Empfinde nichts dem Schmerz gleich, seh nur wie es mein Herz zerreißt, reiche dem Gestank des Nichtsin mir, seh in dir, hör in uns wie sich die Dinge ändern.
Kannst du es versteh`n, wie die Gezeiten vergeh`n?
Ist der Tag nicht die Stund in der wir Leben? Ist die Zeit nicht das Teil vom Leben welches wir anstreben? Die Zeit der unentlichkeit, gebannt im Gewand des Verstand, des Mensch eigenen genannt? Ist uns diese Verantwortung bekannt?
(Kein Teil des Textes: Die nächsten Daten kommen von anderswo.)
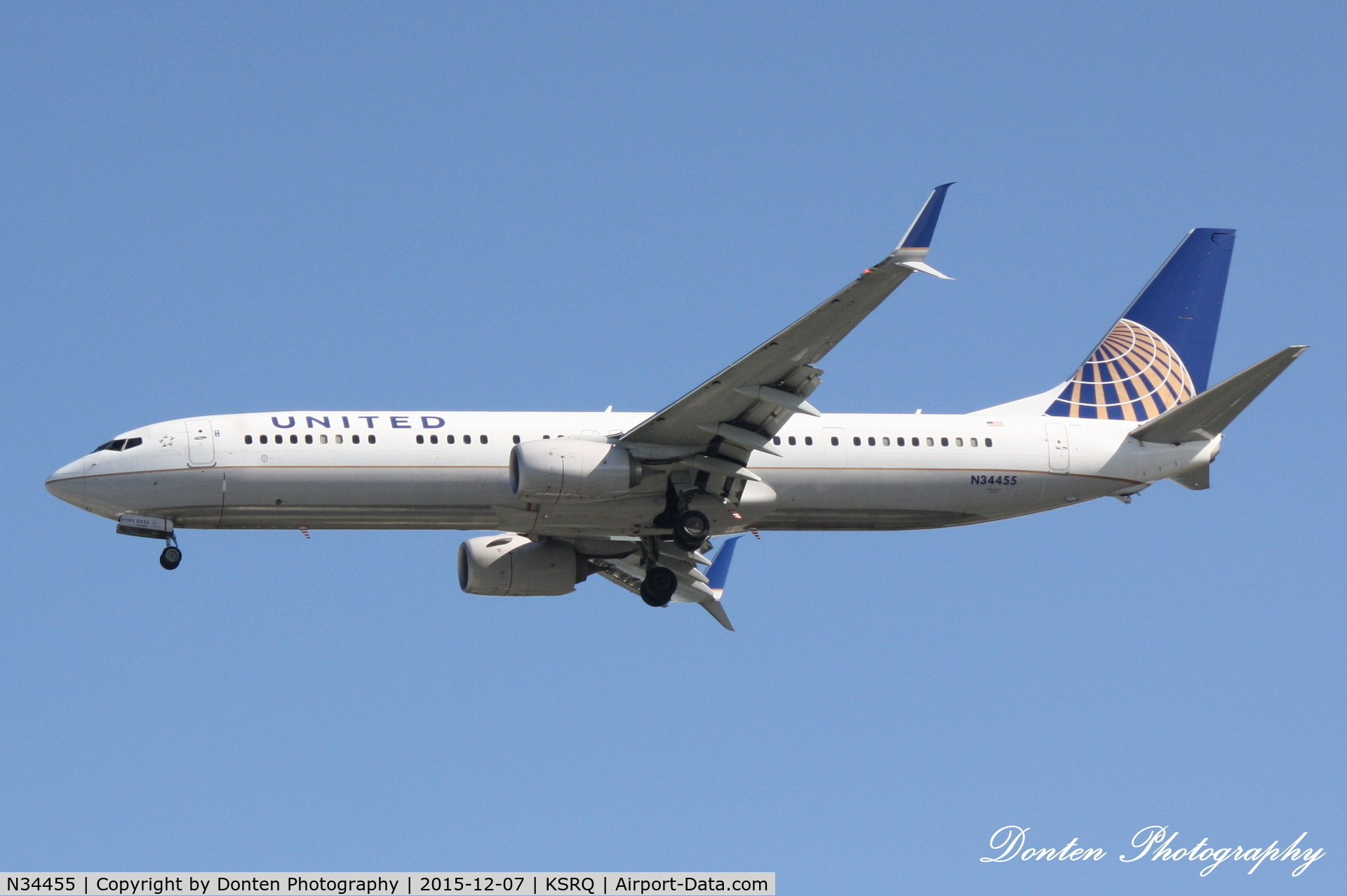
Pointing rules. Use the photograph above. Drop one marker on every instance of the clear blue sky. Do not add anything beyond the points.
(228, 208)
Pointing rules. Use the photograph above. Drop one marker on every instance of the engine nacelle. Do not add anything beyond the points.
(572, 468)
(514, 566)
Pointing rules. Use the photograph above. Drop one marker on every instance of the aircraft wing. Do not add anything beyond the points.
(739, 410)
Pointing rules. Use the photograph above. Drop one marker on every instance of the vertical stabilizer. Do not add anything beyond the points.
(1159, 352)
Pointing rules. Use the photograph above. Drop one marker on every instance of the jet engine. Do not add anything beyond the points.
(572, 468)
(514, 566)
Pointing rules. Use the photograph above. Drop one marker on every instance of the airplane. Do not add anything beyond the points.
(638, 499)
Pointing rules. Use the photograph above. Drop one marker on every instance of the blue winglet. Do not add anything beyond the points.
(923, 228)
(721, 566)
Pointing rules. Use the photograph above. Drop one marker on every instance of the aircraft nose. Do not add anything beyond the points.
(67, 483)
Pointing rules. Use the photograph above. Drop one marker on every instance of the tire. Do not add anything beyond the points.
(170, 558)
(691, 530)
(659, 587)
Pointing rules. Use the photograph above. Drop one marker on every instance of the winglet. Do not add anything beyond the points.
(923, 228)
(915, 244)
(716, 577)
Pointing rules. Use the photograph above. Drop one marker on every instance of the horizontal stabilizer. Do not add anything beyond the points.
(718, 613)
(1196, 479)
(1209, 414)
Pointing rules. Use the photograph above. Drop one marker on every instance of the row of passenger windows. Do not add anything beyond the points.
(884, 439)
(119, 445)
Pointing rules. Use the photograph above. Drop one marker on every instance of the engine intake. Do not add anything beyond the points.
(572, 468)
(514, 566)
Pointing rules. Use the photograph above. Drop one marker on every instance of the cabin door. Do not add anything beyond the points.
(201, 443)
(1059, 449)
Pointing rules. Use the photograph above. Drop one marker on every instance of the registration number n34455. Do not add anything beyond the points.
(993, 480)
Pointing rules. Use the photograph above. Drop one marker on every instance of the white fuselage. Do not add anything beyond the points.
(837, 472)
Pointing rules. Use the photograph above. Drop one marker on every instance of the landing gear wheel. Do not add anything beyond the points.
(691, 530)
(659, 587)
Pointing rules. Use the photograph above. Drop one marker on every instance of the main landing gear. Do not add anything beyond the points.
(691, 530)
(659, 585)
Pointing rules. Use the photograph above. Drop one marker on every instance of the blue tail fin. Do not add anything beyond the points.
(1159, 354)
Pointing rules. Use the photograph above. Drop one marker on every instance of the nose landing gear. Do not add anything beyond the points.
(152, 527)
(170, 558)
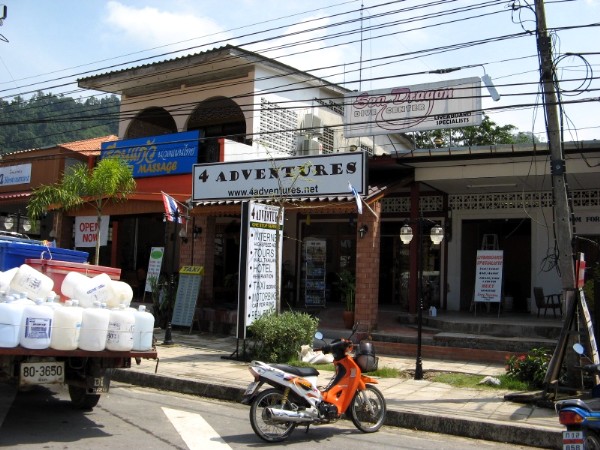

Wir irren im Garten unserer Seelen. Wollen lachen, möchten Weinen aber nicht verstehen. Verstehen, von genzen Herzen sehen, möchten kennen und nicht lange über Taten überlegen. Möchten die Wahrheit erleben, in Gerechtigkeit uns wiegen doch einander nicht vergeben.
Können wir nicht einfach unsere gegeseitige Hetze aufgeben?
Ist der Tag nicht die Stund in der wir Leben? Ist die Zeit nicht das Teil vom Leben welches wir anstreben? Die Zeit der unentlichkeit, gebannt im Gewand des Verstand, des Mensch eigenen genannt? Ist uns diese Verantwortung bekannt?